The Cambridge Companion to the Circus (2021) Edited by Gillian Arrighi, University of Newcastle, New South Wales, Jim Davis, University of Warwick (University of Cambridge Press)
This book gives new insight into acting and theatre-making through The Cambridge Companion to the Circus provides a complete guide for students, scholars, teachers, researchers, and practitioners who are seeking perspectives on the foundations and evolution of the modern circus, the contemporary extent of circus studies, and the specialised literature available to support further enquiries. The volume brings together an international group of established and emerging scholars working across the multi-disciplinary domain of circus studies to present a clear overview of the specialised histories, aesthetics and distinctive performances of the modern circus.
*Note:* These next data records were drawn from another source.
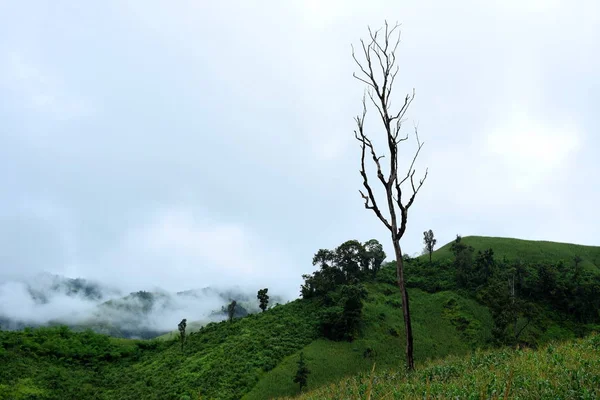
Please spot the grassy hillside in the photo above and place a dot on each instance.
(569, 370)
(255, 357)
(526, 250)
(226, 360)
(443, 323)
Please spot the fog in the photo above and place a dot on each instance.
(47, 299)
(148, 145)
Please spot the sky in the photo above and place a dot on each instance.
(195, 143)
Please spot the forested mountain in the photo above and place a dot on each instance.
(50, 300)
(348, 320)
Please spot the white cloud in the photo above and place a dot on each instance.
(531, 151)
(41, 90)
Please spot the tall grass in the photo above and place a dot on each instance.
(569, 370)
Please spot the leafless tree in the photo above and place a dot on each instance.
(378, 71)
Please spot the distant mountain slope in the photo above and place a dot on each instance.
(527, 250)
(50, 300)
(226, 360)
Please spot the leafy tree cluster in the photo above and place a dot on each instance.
(518, 294)
(263, 299)
(337, 284)
(348, 264)
(301, 377)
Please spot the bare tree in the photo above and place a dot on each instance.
(378, 71)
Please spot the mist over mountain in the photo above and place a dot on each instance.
(47, 299)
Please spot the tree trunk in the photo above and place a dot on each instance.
(410, 362)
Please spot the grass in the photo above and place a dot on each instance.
(569, 370)
(255, 357)
(436, 330)
(527, 250)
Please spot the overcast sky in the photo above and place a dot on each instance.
(189, 143)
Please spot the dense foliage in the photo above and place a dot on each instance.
(529, 301)
(222, 360)
(467, 300)
(557, 371)
(337, 285)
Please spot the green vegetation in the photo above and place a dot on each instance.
(350, 319)
(531, 251)
(568, 370)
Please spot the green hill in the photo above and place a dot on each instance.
(526, 250)
(567, 370)
(461, 303)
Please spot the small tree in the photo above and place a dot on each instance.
(430, 242)
(182, 325)
(263, 298)
(231, 310)
(302, 372)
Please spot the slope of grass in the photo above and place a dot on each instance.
(222, 360)
(569, 370)
(443, 323)
(527, 250)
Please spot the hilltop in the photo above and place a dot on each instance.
(532, 251)
(460, 303)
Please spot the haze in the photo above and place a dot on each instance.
(183, 145)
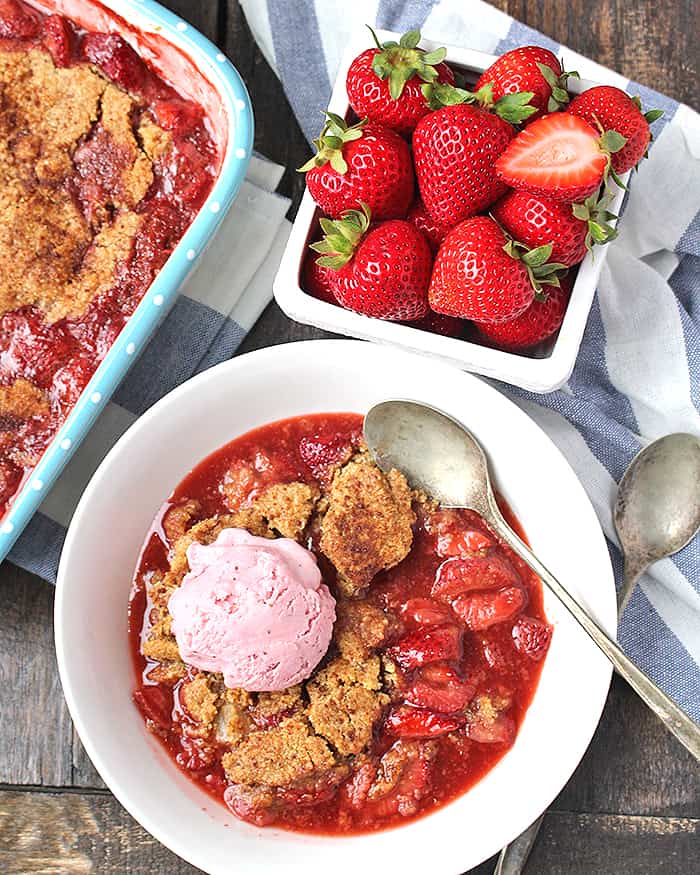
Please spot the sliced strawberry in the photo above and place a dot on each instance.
(463, 543)
(115, 57)
(457, 576)
(425, 612)
(59, 38)
(498, 731)
(427, 645)
(408, 722)
(17, 21)
(531, 637)
(558, 156)
(481, 610)
(438, 687)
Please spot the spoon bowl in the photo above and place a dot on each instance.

In sixteen commissioned essays, it covers the origins in commercial equestrian performance during the late-eighteenth century to contemporary inflections of circus arts in major international festivals, educational environments, and social justice settings.
Gillian Arrighi is Associate Professor in Drama (Honorary) at the University of Newcastle. She has held visiting fellowships at the Ransom Centre for the Humanities (University of Texas), the Harvard Theatre Collection, and the National Library of Australia. Her research interests are in circus studies, popular entertainments, acting theories and practices. She is the author of The FitzGerald Brothers’ Circus: spectacle, identity and nationhood at the Australian Circus (2015) and is currently finishing her next research book titled Pinafore, Prodigies and Precocities: child actors on popular stages 1879-1914.
Jim Davis is Professor of Theatre Studies at the University of Warwick. His major research interest is in nineteenth-century British theatre and his most recent books are Comic Acting and Portraiture in Late-Georgian and Regency England (2015 – winner of the 2017 David Bradby Award), theatre & entertainment (2016), and Volume II of a two-volume edition of nineteenth-century dramatizations of Dickens (Oxford, 2017). He is also an editor of Nineteenth-Century Theatre and Film. Currently, he is leading an AHRC-funded project on Theatre and Visual Culture in nineteenth-century Britain.